Our intent is to demonstrate the optimality of splines for the resolution of inverse problems in imaging and the design of deep neural networks. To that end, we first describe a recent representer theorem that states that the extremal points of a broad class of linear inverse problems with generalized total-variation regularization are adaptive splines whose type is linked to the underlying regularization operator L. For instance, when L is n-th derivative (resp., Laplacian) operator, the optimal reconstruction is a non-uniform polynomial (resp., polyharmonic) spline with the smallest possible number of adaptive knots.
The crucial observation is that such continuous-domain solutions are intrinsically sparse, and hence compatible with the kind of formulation (and algorithms) used in compressed sensing.

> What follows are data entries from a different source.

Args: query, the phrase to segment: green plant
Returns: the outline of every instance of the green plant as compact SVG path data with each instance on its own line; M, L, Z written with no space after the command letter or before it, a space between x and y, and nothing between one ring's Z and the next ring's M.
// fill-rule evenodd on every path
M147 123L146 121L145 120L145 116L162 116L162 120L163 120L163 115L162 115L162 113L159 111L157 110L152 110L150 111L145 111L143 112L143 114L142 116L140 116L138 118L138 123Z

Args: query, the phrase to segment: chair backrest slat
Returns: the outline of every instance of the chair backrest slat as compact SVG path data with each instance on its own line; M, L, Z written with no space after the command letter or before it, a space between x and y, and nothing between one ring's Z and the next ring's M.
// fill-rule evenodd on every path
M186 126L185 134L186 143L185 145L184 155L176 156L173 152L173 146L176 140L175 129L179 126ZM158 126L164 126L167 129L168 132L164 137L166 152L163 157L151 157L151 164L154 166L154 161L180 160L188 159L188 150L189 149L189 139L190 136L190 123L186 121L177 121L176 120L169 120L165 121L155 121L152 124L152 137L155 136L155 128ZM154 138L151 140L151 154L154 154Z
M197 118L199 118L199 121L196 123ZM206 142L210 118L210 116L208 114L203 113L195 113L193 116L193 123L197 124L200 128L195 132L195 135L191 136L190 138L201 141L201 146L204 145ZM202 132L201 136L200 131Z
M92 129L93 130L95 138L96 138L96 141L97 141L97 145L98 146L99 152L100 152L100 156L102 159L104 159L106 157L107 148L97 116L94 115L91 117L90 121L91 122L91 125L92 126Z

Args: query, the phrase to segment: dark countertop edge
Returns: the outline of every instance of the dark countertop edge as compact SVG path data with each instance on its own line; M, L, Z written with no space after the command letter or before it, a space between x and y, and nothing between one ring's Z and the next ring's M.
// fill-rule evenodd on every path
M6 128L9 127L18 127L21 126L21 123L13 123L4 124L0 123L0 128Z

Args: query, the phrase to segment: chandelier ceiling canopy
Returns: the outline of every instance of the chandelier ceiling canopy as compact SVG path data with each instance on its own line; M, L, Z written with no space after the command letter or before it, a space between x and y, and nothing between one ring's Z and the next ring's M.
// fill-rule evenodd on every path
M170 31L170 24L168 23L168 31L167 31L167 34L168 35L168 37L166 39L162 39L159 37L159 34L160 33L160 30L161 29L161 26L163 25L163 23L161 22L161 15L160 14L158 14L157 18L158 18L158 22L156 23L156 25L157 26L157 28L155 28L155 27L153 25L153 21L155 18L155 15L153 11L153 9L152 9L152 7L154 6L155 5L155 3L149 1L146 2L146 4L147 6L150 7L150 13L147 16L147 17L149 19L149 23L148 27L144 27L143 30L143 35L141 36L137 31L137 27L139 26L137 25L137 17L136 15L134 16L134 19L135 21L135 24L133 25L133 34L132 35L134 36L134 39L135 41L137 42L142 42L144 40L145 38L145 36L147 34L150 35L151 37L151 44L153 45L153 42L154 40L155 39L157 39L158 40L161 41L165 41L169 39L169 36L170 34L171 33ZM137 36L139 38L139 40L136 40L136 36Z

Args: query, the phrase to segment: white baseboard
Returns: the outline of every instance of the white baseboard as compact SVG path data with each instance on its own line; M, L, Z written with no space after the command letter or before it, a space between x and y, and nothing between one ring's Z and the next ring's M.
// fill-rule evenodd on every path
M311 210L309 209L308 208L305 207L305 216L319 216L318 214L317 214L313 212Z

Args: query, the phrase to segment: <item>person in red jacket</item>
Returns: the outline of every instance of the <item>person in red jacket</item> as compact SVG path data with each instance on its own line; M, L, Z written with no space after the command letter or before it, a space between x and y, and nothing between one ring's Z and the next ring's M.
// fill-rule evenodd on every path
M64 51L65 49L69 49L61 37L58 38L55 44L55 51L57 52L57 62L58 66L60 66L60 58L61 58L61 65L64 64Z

We then make the link with current learning techniques by applying the theorem to optimize the shape of individual activations in a deep neural network. By selecting the regularization functional to be the 2nd-order total variation, we obtain an “optimal” deep-spline network whose activations are piecewise-linear splines with a few adaptive knots. Since each spline knot can be encoded with a ReLU unit, this provides a variational justification of the popular ReLU architecture. It also suggests some new computational challenges for the determination of the optimal activations involving linear combinations of ReLUs.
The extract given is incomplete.